Nous voulons être prêts

Des jeunes du CLU de Nairobi, venant de différentes universités, se sont retrouvés pour affronter le choc de l'attaque de l'université de Garissa, mais aussi la grande nouveauté qu’ils ont rencontrée dans la vie
Paolo Perego

Ils se sont retrouvés le lundi de Pâques pour le déjeuner, les yeux encore pleins de ce qui était arrivé quatre jours plus tôt sur le campus universitaire de Garissa, dans l’est du Kenya, non loin de la frontière somalienne : 148 morts dans l’attaque terroriste des fondamentalistes islamiques de Al-Shabbaab. C’est un groupe de jeunes du CLU de Nairobi, venant de différentes universités. Ils se sont retrouvés pour affronter le choc et la peur, mais aussi la grande nouveauté qu’ils ont rencontrée dans la vie.

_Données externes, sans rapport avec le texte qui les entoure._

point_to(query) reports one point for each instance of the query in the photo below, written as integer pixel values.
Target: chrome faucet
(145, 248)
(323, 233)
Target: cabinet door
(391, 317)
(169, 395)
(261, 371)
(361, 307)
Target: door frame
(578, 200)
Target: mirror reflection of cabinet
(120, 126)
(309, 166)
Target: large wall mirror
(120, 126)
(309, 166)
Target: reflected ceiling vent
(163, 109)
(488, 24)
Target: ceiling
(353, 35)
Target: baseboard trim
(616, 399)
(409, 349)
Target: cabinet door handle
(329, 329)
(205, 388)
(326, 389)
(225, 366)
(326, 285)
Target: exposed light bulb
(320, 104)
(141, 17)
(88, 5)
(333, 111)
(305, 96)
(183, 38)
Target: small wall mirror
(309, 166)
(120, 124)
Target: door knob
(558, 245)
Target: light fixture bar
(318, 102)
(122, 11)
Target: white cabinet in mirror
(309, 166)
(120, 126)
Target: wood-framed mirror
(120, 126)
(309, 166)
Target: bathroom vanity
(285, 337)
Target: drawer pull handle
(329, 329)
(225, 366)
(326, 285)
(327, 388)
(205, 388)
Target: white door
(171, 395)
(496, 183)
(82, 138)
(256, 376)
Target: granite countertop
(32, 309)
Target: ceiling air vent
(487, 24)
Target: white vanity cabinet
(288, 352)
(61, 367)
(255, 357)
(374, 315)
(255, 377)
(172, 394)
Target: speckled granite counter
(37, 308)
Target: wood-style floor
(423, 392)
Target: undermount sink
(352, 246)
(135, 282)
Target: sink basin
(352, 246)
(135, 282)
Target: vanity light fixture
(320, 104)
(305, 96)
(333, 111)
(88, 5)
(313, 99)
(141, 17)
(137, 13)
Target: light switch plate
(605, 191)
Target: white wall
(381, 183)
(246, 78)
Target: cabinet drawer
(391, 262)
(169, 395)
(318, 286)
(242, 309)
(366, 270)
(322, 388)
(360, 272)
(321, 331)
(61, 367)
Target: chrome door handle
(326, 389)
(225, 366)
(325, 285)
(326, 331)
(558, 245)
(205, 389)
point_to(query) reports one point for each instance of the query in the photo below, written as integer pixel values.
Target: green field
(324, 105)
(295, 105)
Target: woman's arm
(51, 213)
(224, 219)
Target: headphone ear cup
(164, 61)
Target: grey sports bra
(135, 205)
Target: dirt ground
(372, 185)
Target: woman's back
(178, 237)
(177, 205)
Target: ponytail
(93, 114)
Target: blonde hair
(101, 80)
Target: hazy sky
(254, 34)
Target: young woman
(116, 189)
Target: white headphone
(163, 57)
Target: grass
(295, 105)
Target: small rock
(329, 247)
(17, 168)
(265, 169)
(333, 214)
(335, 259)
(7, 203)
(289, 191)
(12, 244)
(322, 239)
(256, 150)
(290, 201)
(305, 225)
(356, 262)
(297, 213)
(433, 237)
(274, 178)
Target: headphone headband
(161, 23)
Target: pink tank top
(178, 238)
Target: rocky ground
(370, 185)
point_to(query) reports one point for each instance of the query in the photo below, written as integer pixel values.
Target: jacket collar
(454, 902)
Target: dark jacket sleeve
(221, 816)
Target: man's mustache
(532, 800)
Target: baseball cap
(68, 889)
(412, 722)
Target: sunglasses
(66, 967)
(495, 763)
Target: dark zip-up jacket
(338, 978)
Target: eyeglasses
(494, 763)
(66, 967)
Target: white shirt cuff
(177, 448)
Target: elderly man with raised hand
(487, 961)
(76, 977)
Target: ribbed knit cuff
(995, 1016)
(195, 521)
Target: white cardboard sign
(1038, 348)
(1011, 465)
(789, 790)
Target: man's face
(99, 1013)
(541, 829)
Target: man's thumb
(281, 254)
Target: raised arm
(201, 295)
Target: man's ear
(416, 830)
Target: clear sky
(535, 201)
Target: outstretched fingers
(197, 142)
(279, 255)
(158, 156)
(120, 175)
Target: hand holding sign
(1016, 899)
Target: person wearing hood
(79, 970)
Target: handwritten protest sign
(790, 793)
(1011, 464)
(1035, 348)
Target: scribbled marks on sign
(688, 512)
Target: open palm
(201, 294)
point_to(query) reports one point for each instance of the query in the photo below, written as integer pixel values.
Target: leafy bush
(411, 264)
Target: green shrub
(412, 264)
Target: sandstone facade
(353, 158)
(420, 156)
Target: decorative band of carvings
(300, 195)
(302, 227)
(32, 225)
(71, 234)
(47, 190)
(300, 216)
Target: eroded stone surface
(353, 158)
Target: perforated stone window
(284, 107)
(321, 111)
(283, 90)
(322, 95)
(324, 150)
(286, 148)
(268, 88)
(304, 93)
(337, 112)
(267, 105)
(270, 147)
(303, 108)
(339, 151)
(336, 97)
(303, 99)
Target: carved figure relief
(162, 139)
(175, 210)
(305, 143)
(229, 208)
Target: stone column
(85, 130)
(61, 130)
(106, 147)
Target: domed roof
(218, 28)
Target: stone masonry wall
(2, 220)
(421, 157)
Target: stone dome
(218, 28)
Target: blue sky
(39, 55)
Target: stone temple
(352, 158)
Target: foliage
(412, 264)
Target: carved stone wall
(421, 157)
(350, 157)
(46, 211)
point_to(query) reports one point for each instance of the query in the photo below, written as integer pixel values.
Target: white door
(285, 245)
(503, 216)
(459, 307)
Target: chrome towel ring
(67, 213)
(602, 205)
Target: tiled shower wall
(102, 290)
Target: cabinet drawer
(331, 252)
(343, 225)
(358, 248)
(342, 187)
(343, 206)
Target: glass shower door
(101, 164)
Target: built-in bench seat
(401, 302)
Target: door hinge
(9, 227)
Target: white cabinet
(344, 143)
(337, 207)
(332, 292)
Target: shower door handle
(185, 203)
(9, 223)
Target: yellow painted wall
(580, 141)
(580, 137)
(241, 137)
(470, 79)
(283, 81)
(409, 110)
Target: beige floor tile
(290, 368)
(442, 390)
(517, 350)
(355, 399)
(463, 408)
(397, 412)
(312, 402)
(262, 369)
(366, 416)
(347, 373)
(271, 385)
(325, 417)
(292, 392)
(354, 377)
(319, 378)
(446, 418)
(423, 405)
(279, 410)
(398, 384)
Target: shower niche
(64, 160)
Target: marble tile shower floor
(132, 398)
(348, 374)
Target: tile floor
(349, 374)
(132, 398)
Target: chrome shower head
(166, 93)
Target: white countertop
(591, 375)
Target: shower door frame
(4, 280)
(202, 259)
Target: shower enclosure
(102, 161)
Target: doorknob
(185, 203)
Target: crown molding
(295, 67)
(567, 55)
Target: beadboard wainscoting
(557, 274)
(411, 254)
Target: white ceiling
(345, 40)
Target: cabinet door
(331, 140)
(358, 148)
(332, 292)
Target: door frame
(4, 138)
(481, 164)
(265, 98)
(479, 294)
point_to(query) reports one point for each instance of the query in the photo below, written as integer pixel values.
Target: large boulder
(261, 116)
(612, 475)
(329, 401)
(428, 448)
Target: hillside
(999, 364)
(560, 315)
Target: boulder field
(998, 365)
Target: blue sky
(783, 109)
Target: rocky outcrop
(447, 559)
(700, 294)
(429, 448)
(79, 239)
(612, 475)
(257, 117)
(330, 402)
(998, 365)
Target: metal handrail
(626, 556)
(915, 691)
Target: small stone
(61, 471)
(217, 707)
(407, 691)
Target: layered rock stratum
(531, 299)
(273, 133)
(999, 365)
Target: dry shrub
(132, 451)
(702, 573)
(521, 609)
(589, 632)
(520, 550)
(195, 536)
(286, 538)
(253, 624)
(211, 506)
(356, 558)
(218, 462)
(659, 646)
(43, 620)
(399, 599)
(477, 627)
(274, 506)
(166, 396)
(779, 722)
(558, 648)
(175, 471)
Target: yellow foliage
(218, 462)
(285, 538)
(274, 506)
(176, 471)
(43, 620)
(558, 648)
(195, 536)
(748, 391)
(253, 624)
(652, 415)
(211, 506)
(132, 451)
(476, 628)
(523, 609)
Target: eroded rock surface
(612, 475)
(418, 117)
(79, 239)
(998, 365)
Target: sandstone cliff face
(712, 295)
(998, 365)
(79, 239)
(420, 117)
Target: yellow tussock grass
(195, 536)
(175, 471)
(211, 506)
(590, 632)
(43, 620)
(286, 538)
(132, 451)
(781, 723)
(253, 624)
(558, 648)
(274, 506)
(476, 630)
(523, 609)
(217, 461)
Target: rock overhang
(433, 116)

Daisy et Eunice, étudiantes en génie à l’Université Jomo Kenyatta de Nairobi racontent ce repas durant lequel ils ont partagé leurs réflexions. « Vingt-deux jeunes de Garissa, chrétiens protestants, ont été tués pendant qu'ils priaient. Ils avaient entendu les coups de feu, mais ils n’ont pas arrêté de prier. Cela nous a tous beaucoup marqués. Nous aurions très bien pu être à leur place ». Et ce n’est pas du fatalisme : « Ici, la vie est déjà précaire à la base, pas seulement à cause du terrorisme » explique don Gabriele, missionnaire de la Fraternité San Carlo, qui suit les jeunes avec Simon Kingori.

De plus, il y a maintenant la peur des attaques contre les chrétiens. Un étudiant avec un capuchon sur la tête est entré dans une bibliothèque et les jeunes se sont enfuis par les fenêtres. Il est arrivé aussi qu’un générateur électrique explose à l’université, et certains étudiants se sont jetés du sixième étage. « C’est quotidien. Ce qui s’est passé à Garissa, cela pourrait m’arriver à moi », explique Daisy. « Peut-être que la première réaction est celle de penser à comment se mettre à l’abri. Mais on comprend que le problème n’est pas là. Nous avons beaucoup discuté sur WhatsApp avec nos camarades. Certains ont parlé de stratégie, de ce qu’il fallait faire pour limiter le nombre de morts en cas d’attaque : « Allons tous à leur rencontre et seuls ceux qui sont devant mourront » a écrit un jeune musulman. Moi, j’ai écrit ce qui était important pour moi, c’est-à-dire que je ne me donne pas ma vie. Et à cause de cela, puisque quelqu'un me la donne à chaque instant, elle est précieuse. Il peut arriver beaucoup de choses, et on peut même mourir dans un attentat au centre commercial ou à l’université. Le risque est réel ! C’est pourquoi je vis plus intensément. Comme nous l’avons dit lors de ce repas, nous voulons être prêts ». Ils ont tous ce souci de vivre, « mais ils ne pensent pas tous à la valeur de la vie elle-même. Seuls quelques-uns, en privé, m’ont écrit pour me remercier ».

Il est évident qu’ils ont tous peur, mais il n’y a pourtant ni rage, ni rancœur dans les paroles de Daisy. Ni dans celles d’Eunice : « Après les événements de Paris, une amie nous avait rappelé l’invitation du Pape à prier pour la conversion des terroristes. Eh bien, aujourd'hui, je désire que ces terroristes puissent rencontrer ce que j’ai rencontré. Mais comment pouvons-nous leur montrer que le Christ est la réponse ? Seulement en vivant ». C’est un jugement qui avait également été formulé lors de ce repas, en relisant l’article de Julián Carrón sur Paris, sur la beauté désarmée qui vainc la violence. On peut penser à diverses stratégies, ou bien apprendre le Coran en arabe pour essayer de se sauver s’ils nous mettaient à l’épreuve… « Mais cela ne m’intéresse pas » dit encore Eunice. « Si cela m’arrivait, je veux me présenter devant Dieu comme une chrétienne, jusqu'au fond. Loyale avec l’expérience que je suis en train de vivre. Et je demande au Christ d’avoir vraiment la capacité d’affronter toutes les circonstances, de me convertir. Si ce n’est pas vrai pour moi, que puis-je communiquer ? Je ne crois pas que ma tâche soit de hurler « Jésus Christ » à tout le monde, en faisant des sermons… Ma tâche est de vivre ma vie sérieusement, chaque jour, avec joie, parce que le Christ est avec moi. Personne ne peut donner à l'autre ce qu'il n'a pas ».